Without viable alternatives, it’s no wonder that some are asking whether it is worth it to vote in the upcoming elections. The February 20th movement and the banned Justice and Charity Group have called for a boycott, but if there is low turnout, it will not necessarily signal support for these groups, given the myriad of reasons why potential voters may stay home. One shopkeeper spoke of a general disenchantment with politics — he’s not voting because the "solutions don’t lie in politics at all, but in each one of us. We must find the answers ourselves, not look to politicians to find them for us." Others echo his sentiments, expressing doubt that real progress will come out of the parliament.
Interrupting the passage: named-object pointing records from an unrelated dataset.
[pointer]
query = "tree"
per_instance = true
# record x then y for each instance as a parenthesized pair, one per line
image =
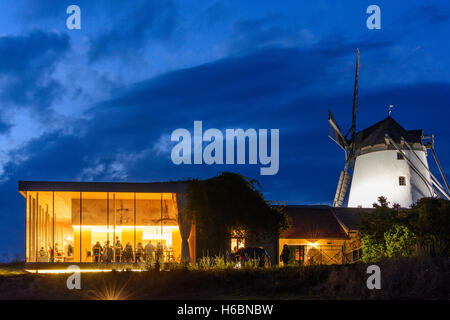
(432, 225)
(228, 203)
(400, 241)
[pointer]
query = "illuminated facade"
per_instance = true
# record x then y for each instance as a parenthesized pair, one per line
(321, 235)
(67, 222)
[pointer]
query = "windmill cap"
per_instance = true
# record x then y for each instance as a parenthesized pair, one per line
(376, 134)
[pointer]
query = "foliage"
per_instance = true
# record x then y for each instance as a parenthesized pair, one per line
(399, 241)
(390, 232)
(432, 225)
(230, 202)
(373, 248)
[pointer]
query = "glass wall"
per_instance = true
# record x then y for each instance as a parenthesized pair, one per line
(101, 227)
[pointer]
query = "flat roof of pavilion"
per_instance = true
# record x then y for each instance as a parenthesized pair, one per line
(140, 187)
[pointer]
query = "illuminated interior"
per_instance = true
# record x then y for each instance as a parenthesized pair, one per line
(65, 226)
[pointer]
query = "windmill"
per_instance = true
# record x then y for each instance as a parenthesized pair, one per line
(385, 160)
(347, 144)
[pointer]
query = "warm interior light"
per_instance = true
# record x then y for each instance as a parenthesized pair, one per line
(59, 271)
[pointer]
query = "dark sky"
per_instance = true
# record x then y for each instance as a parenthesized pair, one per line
(100, 103)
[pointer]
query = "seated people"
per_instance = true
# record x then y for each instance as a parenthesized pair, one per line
(107, 253)
(118, 250)
(139, 252)
(128, 253)
(97, 252)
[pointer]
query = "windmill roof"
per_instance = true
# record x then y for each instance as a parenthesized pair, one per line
(375, 134)
(313, 222)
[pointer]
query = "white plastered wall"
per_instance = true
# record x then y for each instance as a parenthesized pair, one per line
(377, 174)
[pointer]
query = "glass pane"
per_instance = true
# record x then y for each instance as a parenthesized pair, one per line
(66, 227)
(123, 226)
(44, 207)
(94, 226)
(157, 228)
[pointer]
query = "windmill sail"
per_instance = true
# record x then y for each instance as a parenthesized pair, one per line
(341, 190)
(335, 133)
(347, 144)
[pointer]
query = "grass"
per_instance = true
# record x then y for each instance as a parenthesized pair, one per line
(407, 278)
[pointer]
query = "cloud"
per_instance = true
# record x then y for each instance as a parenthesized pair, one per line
(430, 14)
(134, 28)
(290, 88)
(26, 67)
(271, 31)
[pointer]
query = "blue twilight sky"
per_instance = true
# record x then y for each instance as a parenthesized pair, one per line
(100, 103)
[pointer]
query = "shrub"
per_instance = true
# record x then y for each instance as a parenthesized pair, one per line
(400, 241)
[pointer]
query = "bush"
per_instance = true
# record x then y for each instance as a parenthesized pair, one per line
(400, 241)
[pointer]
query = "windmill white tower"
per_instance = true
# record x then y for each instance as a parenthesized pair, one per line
(386, 160)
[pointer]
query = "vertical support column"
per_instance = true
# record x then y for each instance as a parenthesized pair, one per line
(27, 224)
(134, 209)
(36, 244)
(114, 225)
(107, 216)
(32, 227)
(81, 230)
(53, 225)
(160, 239)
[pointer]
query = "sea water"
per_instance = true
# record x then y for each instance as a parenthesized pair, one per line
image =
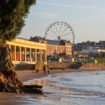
(76, 88)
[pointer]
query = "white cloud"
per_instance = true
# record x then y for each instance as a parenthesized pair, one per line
(73, 6)
(48, 15)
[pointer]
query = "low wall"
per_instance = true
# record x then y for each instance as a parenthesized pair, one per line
(58, 65)
(89, 66)
(25, 67)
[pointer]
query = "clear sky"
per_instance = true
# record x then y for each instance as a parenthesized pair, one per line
(87, 17)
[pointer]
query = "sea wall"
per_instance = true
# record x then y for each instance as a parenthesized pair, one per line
(93, 66)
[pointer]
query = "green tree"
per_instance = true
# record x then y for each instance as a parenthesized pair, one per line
(12, 19)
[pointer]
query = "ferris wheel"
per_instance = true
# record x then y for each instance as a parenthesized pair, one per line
(60, 31)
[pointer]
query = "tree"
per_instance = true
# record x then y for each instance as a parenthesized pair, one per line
(12, 19)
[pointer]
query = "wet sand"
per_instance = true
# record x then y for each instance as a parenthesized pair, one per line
(25, 75)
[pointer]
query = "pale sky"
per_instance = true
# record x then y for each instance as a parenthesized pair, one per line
(87, 18)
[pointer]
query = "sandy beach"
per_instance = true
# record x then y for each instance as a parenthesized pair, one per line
(25, 75)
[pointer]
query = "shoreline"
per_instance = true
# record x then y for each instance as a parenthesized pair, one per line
(25, 75)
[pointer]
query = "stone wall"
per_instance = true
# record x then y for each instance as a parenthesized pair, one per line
(90, 66)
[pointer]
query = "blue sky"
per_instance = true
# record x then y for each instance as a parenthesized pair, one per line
(87, 18)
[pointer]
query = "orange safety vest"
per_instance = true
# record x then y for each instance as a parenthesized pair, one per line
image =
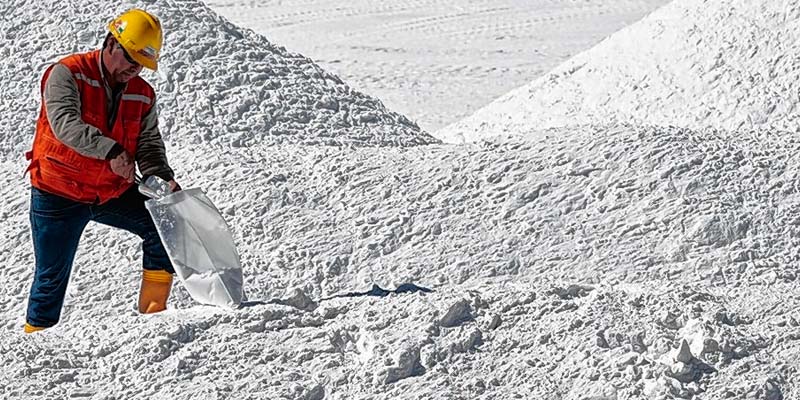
(56, 168)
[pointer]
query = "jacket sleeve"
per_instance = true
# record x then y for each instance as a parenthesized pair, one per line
(151, 154)
(62, 103)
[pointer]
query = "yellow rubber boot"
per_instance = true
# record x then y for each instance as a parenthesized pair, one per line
(155, 290)
(30, 328)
Even if turnout is respectable, it is hard to see what the elections are capable of accomplishing. The moderate Islamist Party of Justice and Development is favored to gain seats, but is unlikely to push for radical change and will need to form a coalition with parties that have diverse interests.
A result that favors the status quo may renew protest activity and push the King to make further changes, but activists, whether from the February 20th movement or the Islamists organizations, must develop long-term strategies. Articulating a positive agenda and fielding candidates of their own is the route to democratic progress in Morocco. By keeping up the pressure and expanding their organizations, they may yet offer a viable alternative to the status quo, even if it is not a revolutionary one.
Adria Lawrence is an assistant professor of political science at Yale University.